The use of funds to support artist-centered engagement recognizes:

  • The central role of artists in helping everyone live more artful lives
  • The importance of deep and sustained relationships, between communities and arts organizations, and the role of artists in relationship-building
  • The capacity of artists to help strengthen the health, wellbeing, and economic vitality of communities through work at the intersection of arts and other fields (as relevant, and including but not limited to fields such as education, health, transportation, etc.)
  • The crossover between groups defined as “artists”, “arts organizations”, and “community”, and the reciprocal value these groups provide to each other
  • The value in an artist’s creative process, as well as in the presentation of completed work

Support is available for regional programs relevant to this recognition, in ways most applicable to each community and region. Support is available for regional programs that:

  • Increase access to the arts in underserved groups/communities
  • Enhance public engagement with the arts
  • Are based on planning with stakeholders including, but not limited to: artists, arts ensembles, arts organizations, and/or other partners such as state arts agencies, local arts agencies, and other community groups.
  • Examples of such programs include, but are not limited to, touring and presentation, artist residencies, educational programming, professional development, artist professional network and cohort development, and/or the creation of new work by artists.

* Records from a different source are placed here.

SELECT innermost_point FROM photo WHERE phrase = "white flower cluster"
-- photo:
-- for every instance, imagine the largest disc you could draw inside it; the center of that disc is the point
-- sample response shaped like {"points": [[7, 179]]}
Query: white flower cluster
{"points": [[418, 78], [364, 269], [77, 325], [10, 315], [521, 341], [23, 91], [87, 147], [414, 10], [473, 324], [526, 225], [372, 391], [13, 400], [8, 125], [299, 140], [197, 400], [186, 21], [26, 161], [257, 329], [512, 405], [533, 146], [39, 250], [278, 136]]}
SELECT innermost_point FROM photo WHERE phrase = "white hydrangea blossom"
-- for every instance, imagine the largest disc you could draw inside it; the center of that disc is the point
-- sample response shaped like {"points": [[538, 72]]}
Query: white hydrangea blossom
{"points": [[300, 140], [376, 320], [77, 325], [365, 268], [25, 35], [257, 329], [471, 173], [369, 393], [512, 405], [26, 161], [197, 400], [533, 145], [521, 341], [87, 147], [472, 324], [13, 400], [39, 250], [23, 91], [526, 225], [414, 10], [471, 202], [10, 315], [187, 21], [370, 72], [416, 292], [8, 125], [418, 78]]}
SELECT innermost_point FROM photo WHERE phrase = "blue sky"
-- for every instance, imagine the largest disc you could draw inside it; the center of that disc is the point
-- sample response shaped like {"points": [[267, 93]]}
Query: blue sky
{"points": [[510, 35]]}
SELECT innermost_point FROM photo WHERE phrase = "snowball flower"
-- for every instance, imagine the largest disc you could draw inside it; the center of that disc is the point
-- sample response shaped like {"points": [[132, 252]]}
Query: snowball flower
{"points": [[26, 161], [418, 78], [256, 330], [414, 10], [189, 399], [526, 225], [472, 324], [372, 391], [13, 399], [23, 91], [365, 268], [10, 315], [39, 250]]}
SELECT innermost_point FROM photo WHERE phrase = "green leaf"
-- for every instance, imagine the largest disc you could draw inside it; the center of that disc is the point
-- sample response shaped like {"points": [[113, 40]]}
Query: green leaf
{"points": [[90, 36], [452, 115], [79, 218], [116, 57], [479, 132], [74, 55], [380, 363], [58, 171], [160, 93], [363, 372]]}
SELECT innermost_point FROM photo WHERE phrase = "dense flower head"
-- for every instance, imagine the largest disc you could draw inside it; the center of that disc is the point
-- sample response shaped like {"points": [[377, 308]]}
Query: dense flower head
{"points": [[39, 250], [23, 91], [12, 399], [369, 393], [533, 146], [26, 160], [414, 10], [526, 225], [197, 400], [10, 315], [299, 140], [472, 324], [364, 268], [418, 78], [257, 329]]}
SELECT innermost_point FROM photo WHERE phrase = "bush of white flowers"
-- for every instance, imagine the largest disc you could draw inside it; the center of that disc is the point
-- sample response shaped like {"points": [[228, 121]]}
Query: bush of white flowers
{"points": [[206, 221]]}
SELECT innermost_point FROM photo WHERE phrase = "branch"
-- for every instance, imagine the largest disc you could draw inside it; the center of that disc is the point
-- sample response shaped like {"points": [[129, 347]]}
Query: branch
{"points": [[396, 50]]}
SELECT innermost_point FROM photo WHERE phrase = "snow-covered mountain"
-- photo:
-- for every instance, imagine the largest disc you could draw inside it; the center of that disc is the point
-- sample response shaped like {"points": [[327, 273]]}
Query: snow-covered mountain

Please note the following:

  • Programs must be compliant with the NEA General Terms and Conditions for Partnership Agreement grants.
  • Selection processes must base funding decisions on criteria that rely primarily upon artistic excellence and artistic merit.
  • Programming must be accessible to, and engage with, individuals and artists of all abilities, including in-person or virtual elements in compliance with federal law.
  • No more than 20 percent of the NEA Regional Engagement funds may be used to support an RAO's administrative costs. RAOs should determine the number and size of grants for their program, informed by regional planning, community conversations, and programmatic/service history.